We're experiencing high velocity Coco mania in France.
The much touted film "Coco Avant Chanel" ("Coco Before Chanel") starring Audrey Tautou of "Les Fabuleux Destin d'Amelie Poulain" fame, directed by Anne Fontaine with costume design overseen by none other than Karl Lagerfeld has everyone talking about the fabulous destiny of Coco Chanel. (The couturier and the actress are pictured side-by-side above.)

As one would expect the film and two other recent biopics of her life, one with Shirley MacLaine, the other with Anna Mouglalis, have everyone chattering about what she dared to do for us. Talk about women's liberation.
The bows, the bag, the beads, the bangles and those were just the accessories for the fashion revolution she instigated at the debut of the 20th century. Coco Chanel bobbed her hair; donned men's trousers; made the French Navy's striped T-shirt her own; took simple jersey -- a common, in both senses of the word -- fabric, added couture details and proved in one smooth move how comfort and chic can coexist.
She released women from the constraints of their corsets and showed them a new elegance without the fusty fuss that marked her epoch.

Her iconic suit that falls just-so because of the chains sewn within is as contemporary now as it was then. Surely she would have understood how a woman today would wear her jacket with a T-shirt and jeans, the skirt with a black turtle neck sweater. Both perhaps with her signature black-toed, beige body pumps or ballerinas. Or in any number of the color combinations on her original theme.
The French have a saying: "If he didn't exist, we'd have to invent him (or her)." Perhaps that person is Karl Lagerfeld, the genius who somehow managed to re-ignite the passion for her fashion while making it his own. As the French also say, "there are no wrinkles" on her reputation thanks to his creativity and wit.
You could wear her LBD from 1926 to a cocktail party tonight -- just add masses of beads, cuffs, her black-on-black sling-back pumps and a Chanel bag, maybe in a bright color.

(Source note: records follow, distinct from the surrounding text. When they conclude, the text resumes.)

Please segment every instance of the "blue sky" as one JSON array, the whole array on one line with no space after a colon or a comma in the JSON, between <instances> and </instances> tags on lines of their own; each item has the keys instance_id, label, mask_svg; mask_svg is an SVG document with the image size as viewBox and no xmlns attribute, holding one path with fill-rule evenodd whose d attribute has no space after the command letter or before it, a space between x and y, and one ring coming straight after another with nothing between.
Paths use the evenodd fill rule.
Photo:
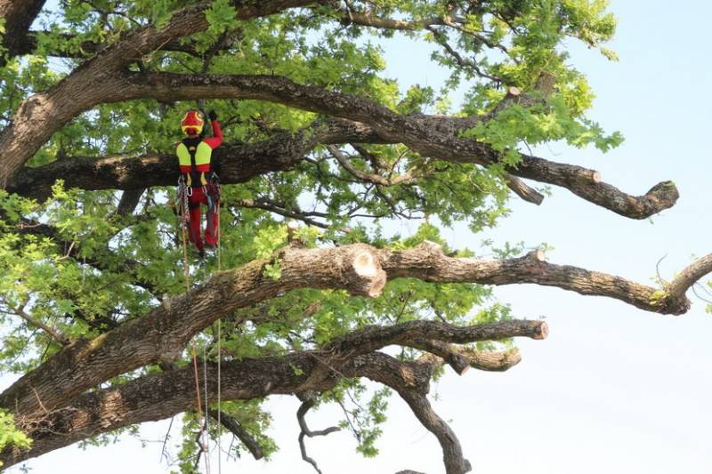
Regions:
<instances>
[{"instance_id":1,"label":"blue sky","mask_svg":"<svg viewBox=\"0 0 712 474\"><path fill-rule=\"evenodd\" d=\"M712 68L709 20L702 1L612 0L619 19L610 62L580 45L571 62L589 77L597 94L590 116L626 141L602 155L595 149L552 145L544 157L599 170L631 194L643 194L673 180L677 205L648 221L631 221L553 189L541 206L513 201L513 214L486 236L464 229L445 230L457 246L477 247L484 237L498 243L524 240L554 246L547 258L652 284L656 262L671 279L693 255L712 252L710 116ZM426 67L427 52L409 43L385 44L388 74L403 84L438 85L444 75ZM415 224L397 223L403 232ZM449 371L433 402L450 421L479 474L577 474L645 472L702 474L712 469L712 315L690 294L692 309L659 316L617 301L584 297L534 285L498 288L497 295L520 317L546 317L546 341L520 341L523 360L503 374ZM301 461L297 404L273 402L272 436L281 446L271 463L247 457L225 471L312 473ZM440 447L400 400L391 402L390 420L379 443L382 454L364 460L347 433L307 440L325 473L395 472L403 469L443 472ZM337 420L336 411L310 414L312 428ZM165 423L148 423L144 436L163 441ZM35 472L69 470L161 473L160 443L142 449L129 439L109 448L69 448L28 463ZM64 466L61 470L57 466ZM215 472L215 461L213 471ZM15 472L17 470L14 470Z\"/></svg>"}]
</instances>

Her Chanel No. 5, the first couture perfume was created in the Roaring Twenties and is to this day the world's most popular scent. Her quilted bag is all a woman needs to own, a camellia on a lapel, in the hair, at the neck -- anywhere -- is the ultimate adornment particularly if one adds upwards of seven strands of pearls and beads to the mix. (Chanel reputedly liked to wear seven strands of pearls.)
If miracles exist in the quixotic world of fashion it is when somehow, simultaneously one can see the past, the present and the future in a single design. How Karl Lagerfeld manages this sleight of hand is the enduring mystery.
(P.S.: I loved the Edmonde Charles-Roux book pictured above.)
"CoCo Avant Chanel" opens in France April 22nd.